I'd even take a memory ordering guarantee, something like, within each page, data is read out sequentially as atomic aligned 64-bit reads with acquire ordering. (Though this probably is what you get on AMD64.) As-is, there's not even a guarantee against an atomic aligned write being torn when written out.


That is absolutely not what you actually get from the hardware.

For fun, there is no guarantee in terms of writing a page in what order it is written. SQLite documents that they assume (but cannot verify) that _sector_ writes are linear, but not atomic. https://www.sqlite.org/atomiccommit.html

> If a power failure occurs in the middle of a sector write it might be that part of the sector was modified and another part was left unchanged. The key assumption by SQLite is that if any part of the sector gets changed, then either the first or the last bytes will be changed. So the hardware will never start writing a sector in the middle and work towards the ends. We do not know if this assumption is always true but it seems reasonable.

You are talking several levels higher than that, at the page level (composed of multiple sectors).

Assume that they reside in _different_ physical locations, and are written at different times. That's fun.
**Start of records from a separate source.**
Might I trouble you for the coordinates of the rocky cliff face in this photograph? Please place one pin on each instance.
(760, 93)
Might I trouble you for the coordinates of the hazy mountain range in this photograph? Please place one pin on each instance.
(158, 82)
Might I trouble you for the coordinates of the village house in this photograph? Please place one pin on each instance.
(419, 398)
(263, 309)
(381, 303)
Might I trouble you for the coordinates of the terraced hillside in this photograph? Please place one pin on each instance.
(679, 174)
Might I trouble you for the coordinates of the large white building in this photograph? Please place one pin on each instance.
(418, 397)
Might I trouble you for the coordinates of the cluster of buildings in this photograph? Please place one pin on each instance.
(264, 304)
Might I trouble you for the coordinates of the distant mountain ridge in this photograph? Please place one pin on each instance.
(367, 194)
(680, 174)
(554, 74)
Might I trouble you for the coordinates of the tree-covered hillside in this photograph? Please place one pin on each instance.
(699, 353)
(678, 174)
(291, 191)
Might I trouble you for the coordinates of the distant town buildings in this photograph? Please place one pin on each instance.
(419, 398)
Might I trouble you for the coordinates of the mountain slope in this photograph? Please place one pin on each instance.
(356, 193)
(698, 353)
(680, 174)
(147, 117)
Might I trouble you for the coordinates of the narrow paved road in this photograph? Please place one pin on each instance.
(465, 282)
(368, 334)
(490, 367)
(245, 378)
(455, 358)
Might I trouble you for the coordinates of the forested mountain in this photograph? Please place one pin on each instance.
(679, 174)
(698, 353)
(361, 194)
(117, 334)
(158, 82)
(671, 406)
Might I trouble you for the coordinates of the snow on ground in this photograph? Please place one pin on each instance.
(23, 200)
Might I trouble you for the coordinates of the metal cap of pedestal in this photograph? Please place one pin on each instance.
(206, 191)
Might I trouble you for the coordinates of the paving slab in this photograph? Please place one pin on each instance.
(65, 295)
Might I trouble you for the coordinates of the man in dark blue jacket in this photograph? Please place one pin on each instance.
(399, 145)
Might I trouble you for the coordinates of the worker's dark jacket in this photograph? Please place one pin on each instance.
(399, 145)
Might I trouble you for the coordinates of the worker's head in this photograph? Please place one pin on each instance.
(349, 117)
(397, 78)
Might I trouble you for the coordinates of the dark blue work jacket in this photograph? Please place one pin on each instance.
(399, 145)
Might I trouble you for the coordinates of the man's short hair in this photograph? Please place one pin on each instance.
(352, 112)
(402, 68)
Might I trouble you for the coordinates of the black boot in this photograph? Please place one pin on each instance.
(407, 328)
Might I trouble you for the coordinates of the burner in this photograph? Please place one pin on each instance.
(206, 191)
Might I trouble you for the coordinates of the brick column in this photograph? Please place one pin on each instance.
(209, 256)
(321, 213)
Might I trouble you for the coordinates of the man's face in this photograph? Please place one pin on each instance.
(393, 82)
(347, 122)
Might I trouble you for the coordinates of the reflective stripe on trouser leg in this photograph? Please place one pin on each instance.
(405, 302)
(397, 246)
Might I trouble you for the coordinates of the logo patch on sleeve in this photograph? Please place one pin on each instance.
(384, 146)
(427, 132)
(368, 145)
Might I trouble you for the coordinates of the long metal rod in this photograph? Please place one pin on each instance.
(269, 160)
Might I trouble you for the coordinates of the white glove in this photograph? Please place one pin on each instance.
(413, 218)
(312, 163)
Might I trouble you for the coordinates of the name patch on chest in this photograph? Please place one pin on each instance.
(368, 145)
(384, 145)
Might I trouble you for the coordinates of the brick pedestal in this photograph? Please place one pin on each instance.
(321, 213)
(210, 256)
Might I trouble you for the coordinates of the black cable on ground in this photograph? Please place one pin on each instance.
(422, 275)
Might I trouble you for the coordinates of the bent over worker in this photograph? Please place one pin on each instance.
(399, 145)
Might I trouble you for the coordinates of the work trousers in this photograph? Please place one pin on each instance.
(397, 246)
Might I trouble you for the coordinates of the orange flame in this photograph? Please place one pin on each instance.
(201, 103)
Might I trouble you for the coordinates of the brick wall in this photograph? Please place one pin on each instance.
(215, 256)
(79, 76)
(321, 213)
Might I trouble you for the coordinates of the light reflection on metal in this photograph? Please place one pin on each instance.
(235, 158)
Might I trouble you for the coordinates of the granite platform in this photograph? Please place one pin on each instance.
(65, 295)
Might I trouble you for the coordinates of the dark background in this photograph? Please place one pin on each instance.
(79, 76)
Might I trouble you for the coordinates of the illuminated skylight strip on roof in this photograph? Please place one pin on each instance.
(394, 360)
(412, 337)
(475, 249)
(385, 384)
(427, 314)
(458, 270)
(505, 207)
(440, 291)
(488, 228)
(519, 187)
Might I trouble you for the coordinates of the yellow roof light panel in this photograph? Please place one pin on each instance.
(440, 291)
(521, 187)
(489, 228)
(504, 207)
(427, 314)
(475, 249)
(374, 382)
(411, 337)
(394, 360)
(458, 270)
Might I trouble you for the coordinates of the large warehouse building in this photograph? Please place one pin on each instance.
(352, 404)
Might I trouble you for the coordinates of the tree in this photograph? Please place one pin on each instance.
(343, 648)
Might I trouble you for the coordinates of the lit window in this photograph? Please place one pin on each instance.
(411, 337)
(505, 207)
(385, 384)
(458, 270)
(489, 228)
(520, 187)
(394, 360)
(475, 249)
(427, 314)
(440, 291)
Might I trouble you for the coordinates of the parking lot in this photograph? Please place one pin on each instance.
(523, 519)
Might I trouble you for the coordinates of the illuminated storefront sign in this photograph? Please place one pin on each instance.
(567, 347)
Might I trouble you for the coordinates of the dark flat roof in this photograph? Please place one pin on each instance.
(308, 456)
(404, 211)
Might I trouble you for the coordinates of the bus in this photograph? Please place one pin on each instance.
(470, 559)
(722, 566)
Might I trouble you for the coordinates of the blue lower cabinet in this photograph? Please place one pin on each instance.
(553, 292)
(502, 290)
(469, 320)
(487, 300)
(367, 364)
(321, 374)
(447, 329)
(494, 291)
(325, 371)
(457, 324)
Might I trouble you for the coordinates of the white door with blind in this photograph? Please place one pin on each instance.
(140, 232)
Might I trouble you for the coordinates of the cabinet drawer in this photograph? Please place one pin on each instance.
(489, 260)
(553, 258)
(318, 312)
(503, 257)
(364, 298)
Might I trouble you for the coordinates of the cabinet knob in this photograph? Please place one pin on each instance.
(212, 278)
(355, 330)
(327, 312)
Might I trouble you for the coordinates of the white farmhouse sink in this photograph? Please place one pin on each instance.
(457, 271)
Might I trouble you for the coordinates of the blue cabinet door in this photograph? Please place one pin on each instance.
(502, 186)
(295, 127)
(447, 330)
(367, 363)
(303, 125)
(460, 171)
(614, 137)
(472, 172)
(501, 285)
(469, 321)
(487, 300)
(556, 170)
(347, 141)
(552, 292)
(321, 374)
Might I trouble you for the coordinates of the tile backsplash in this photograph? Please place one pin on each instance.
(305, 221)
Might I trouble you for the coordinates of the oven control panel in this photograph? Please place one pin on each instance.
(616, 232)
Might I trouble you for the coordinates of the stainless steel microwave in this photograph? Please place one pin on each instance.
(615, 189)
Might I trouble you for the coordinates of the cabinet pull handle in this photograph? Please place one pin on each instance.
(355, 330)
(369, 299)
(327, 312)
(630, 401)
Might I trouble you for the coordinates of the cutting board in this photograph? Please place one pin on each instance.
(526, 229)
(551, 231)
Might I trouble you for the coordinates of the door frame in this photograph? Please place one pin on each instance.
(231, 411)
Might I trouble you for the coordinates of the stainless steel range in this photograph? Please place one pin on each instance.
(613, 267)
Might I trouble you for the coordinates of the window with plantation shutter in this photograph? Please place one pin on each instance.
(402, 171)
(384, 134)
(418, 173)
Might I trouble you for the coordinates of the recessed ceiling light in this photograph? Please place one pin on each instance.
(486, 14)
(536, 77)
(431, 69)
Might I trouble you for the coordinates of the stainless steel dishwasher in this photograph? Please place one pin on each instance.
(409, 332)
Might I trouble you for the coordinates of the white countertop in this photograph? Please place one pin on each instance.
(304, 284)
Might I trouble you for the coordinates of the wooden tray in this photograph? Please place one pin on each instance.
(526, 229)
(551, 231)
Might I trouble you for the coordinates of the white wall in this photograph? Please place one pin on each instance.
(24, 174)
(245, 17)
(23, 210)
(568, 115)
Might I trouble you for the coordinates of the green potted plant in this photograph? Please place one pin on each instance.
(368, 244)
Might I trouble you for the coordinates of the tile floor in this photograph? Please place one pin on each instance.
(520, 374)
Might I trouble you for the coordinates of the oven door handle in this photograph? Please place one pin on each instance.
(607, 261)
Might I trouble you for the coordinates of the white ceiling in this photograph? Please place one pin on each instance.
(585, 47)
Every HDD since the 1980s has guaranteed atomic sector writes:

> Currently all hard drive/SSD manufacturers guarantee that 512 byte sector writes are atomic. As such, failure to write the 106 byte header is not something we account for in current LMDB releases. Also, failures of this type should result in ECC errors in the disk sector - it should be impossible to successfully read a sector that was written incorrectly in the ways you describe.

Even in extreme cases, the probability of failure to write the leading 128 out of 512 bytes of a sector is nearly nil - even on very old hard drives, before 512-byte sector write guarantees. We would have to go back nearly 30 years to find such a device, e.g.

https://archive.org/details/bitsavers_quantumQuaroductManual...

Page 23, Section 2.1 "No damage or loss of data will occur if power is applied or removed during drive operation, except that data may be lost in the sector being written at the time of power loss."

  From the specs on page 15, the data transfer rate to/from the platters is
 1.25MB/sec, so the time to write one full sector is 0.4096ms; the time to
 write the leading 128 bytes of the sector is thus 1/4 of that: 0.10ms. You
 would have to be very very unlucky to have a power failure hit the drive
 within this .1ms window of time. Fast-forward to present day and it's simply
 not an issue.
^ above quoted from https://lists.openldap.org/hyperkitty/list/openldap-devel@op...


Doesn't help when you work with pages :-)

Assume 512 sectors ( I know those are rare ), but I don't think that there is any guarantees that 4KB page would be:

* Written atomically * Written in a particular order


Even memory ordering guarantees within sector boundaries are sufficient, and something the kernel could provide on its own.


Also doesn't help when you are running on virtual / networked hardware. Nothing ensure that what you think is a sector write would actually align properly with the hardware.


The design and guarantees of the virtualized hardware provide that guarantee. I've worked on several such products. They all guarantee atomic sector writes (typically via copy-on-write).